Whoever attacked the woman wanted to erase her identity, as well as kill her. As Sarah sits with the unconscious woman, she vows to find whoever is guilty and make them pay. As soon as the victim awakes from her coma, Sarah will learn the attacker’s name or at least obtain a description.

Sarah’s plan is stymied by the unexpected as the victim awakes with total amnesia. She not only doesn’t remember the attack, she doesn’t remember her own name or of having a past life at all.

Dubbed “Sleeping Beauty” by Sir Gerald, a name copied by the rest of the press, the woman becomes a media sensation. After Sarah and her two friends solved a sensational murder case, which resulted in very healthy sales of the Daily World, Sir Gerald is practically salivating at the thought of the sales if the trio solves the Sleeping Beauty case.

Sarah very much wants the same thing, but is dubious about Scotland Yard’s reaction to her interfering with an investigation.
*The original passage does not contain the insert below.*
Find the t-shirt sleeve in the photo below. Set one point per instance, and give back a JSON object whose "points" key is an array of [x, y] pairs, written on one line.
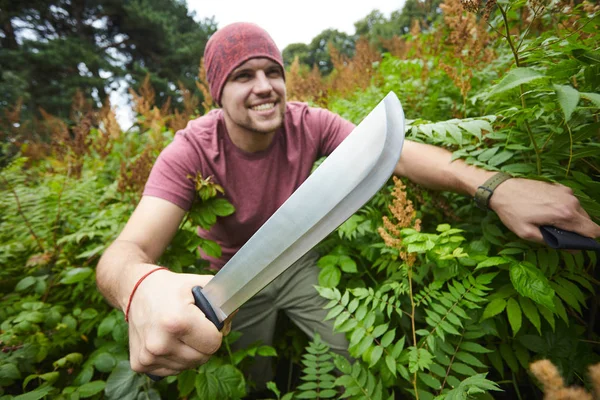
{"points": [[170, 176], [334, 129]]}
Sir Gerald, his eye ever on a profit, reassures the three friends that he has smoothed their way to become involved.

“I’ve twisted some arms in high places and worked out a deal. . . . The Daily World’s stories will bring in tips from the public and help the police solve cases . . . I’ll throw in a little praise for the boys in blue.”
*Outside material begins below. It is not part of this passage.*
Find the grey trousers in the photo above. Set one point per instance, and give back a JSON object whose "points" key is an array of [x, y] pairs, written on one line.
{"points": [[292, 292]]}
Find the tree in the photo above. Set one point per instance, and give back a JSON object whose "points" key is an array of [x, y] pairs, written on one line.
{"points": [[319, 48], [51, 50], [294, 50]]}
Sarah knows her fiancé, Sergeant Barret, will not object to Sir Gerald’s deal, but she suspects the rest of Scotland Yard will not be pleased at all.

A subplot concerns Sir Gerald’s son, Tristan, and his relationship with Lord Hugh. The editor disapproves of the relationship, but doesn’t want to alienate his son with heavy handed threats. Lord Hugh has already has been publically exposed as a homosexual and disowned by his family, so he has nothing further to lose. As a former priest, any scandal surrounding Tristan will not only destroy him, but also Sir Gerald and the rest of the family.

But something is wrong. Tristan leaves Sir Gerald’s estate at night and doesn’t return until morning. He doesn’t meet Lord Hugh, has, in fact, stood up Lord Hugh several times. Sir Gerald believes Tristan is in trouble, while Lord Hugh wonders if he has found another lover.

Although Sarah sympathizes, her mind is more on Sleeping Beauty’s identity than on Lord Hugh’s affair with Tristan.

The Telegraph, the Daily World’s competitor runs a story about the trio which reveals their unsavory histories. The story reveals Lord Hugh’s homosexuality; Mick’s early life as “a dirty little ragamuffin . . .” supporting himself by acts of petty larceny; and Sarah as the daughter of a suspected murderer who is now a fugitive.

Although Sarah is not pleased to have the trio’s dirty laundry exposed in print, it doesn’t deter her from the need to identify Sleeping Beauty and find her assailant. Nor does the story shake her intentions to one day find her father.

The newspaper stories results in numerous people claiming to know Sleeping Beauty, but three different claims seem to have validity: a famous but unpleasant artist who says she is his wife; a woman and her two daughters, co-owners of a nursing home, who claim she is a missing stepdaughter; and a little girl who believes she is her mother.

Which claimant is telling the truth, and which one might be the murderer who tried to kill Sleeping Beauty?

While The Woman in the Veil holds one’s attention, the two subplots distract from the central plot: Who is Sleeping Beauty and who wants her dead and why?

Rowland’s Victorian mysteries featuring Sarah Bain, Lord Hugh, and Mick are interesting, but don’t quite match the intensity of her Sano Ichiro stories. Which series one chooses to read depends on whether one is in the mood for the exotic setting of 17th century Japan or 19th century London.